Der brasilianische Choreograf Bruno Beltrão treibt seine von Hip-Hop und Breakdance geprägte Tanzsprache einen Schritt weiter. Sein jüngstes Stück, das soeben beim Festival Theater der Welt in Hamburg Welturaufführung hatte und am Freitag bei den Wiener Festwochen in der Halle G Einzug hält, war angekündigt als eines mit großem Laufband. "Das Laufband erschien uns als Möglichkeit, aus üblichen Bewegungsmustern auszubrechen."

"Das Projekt war aber leider zu teuer", sagt Beltrão im Standard-Gespräch unmittelbar nach der Premiere am Sonntag in der Kulturfabrik auf Kampnagel.
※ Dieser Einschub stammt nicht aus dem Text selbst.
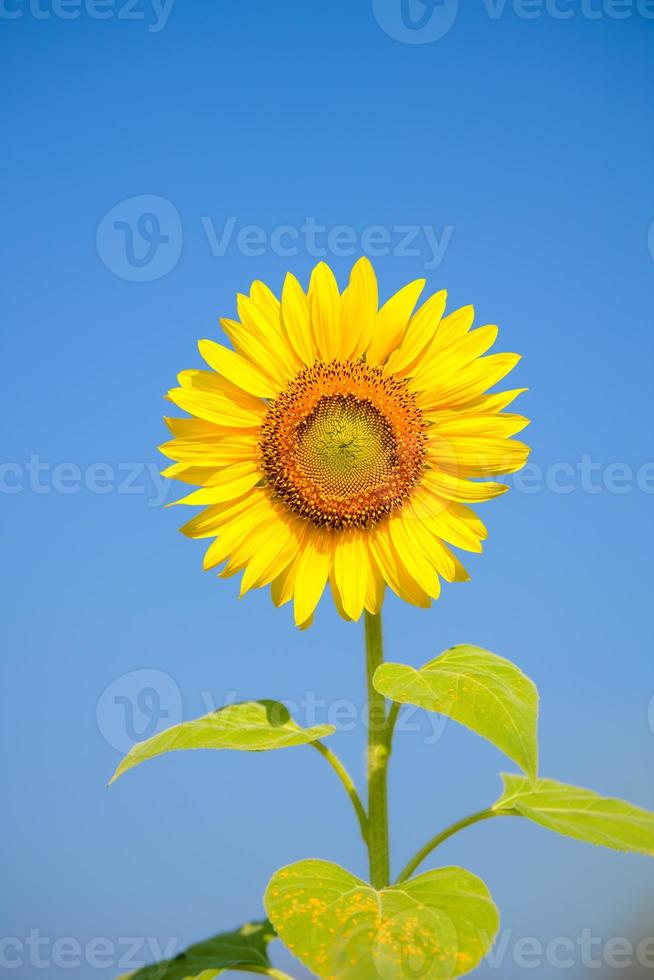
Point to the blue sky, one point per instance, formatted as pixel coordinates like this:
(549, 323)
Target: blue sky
(506, 155)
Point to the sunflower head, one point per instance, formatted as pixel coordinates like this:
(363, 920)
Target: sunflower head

Und so heißt das Stück nun nicht mehr wie angekündigt New Creation, sondern Inoah und findet ohne Laufband statt.

Laufbänder (bzw. die unausgesetzte Bewegung in eine Richtung) liegen auf Bühnen gerade im Trend (vgl. Die Räuber am Residenztheater München oder Die Borderline Prozession in Düsseldorf, beide beim Berliner Theatertreffen zu sehen). "Wir woll(t)en unsere Fragen übers Gehen diskutieren", stellt auch Beltrão fest.

Abstrakter Titel

Der Titel Inoah ist so abstrakt wie alle Stücknamen Beltrãos. Er bezeichnet in dem Fall aber schlicht jene Stadt in Brasilien, in der der nahe Rio de Janeiro geborene Choreograf mit seiner Compagnie Grupo de Rua eine neue "leistbare" Proben- und Arbeitsstätte gefunden hat. Statt Laufband gibt es neun flache, wie Bordüren an drei Seiten einer Raumdecke entlangführende Bildschirme, die schmale Ausschnitte eines sich verändernden Himmels zeigen. Es wirkt also, als würde hier im dunklen Souterrain getanzt.

Inspiriert ist Inoah von William Forsythes Männerquartett N.N.N.N., in dem Begegnungen und das Aufeinanderzugehen eine große Rolle spielen. Auch Beltrão versucht, den eigentlich ablehnenden Gestus des Hip-Hops ("Bitchmoves") zu durchkreuzen und den Bewegungen etwas Einladenderes zu verleihen. "Es gibt die Notwendigkeit, sich zu verbinden", so Beltrão.

Wenn Inoah nun doch ein eher bekanntes actionreiches Cluster an Bewegungen bedient, so tragen die zehn hochakrobatischen Tänzer bei all den Konfrontationsgebärden eine verspielte Federleichtigkeit in sich, die an Jokes denken lässt. "Wir suchen immer nach Bewegungen, die frisch sind, die man noch nicht so oft gesehen hat", so Beltrão. "Diesmal haben wir sogar im Wasser trainiert, um auf Neues draufzukommen".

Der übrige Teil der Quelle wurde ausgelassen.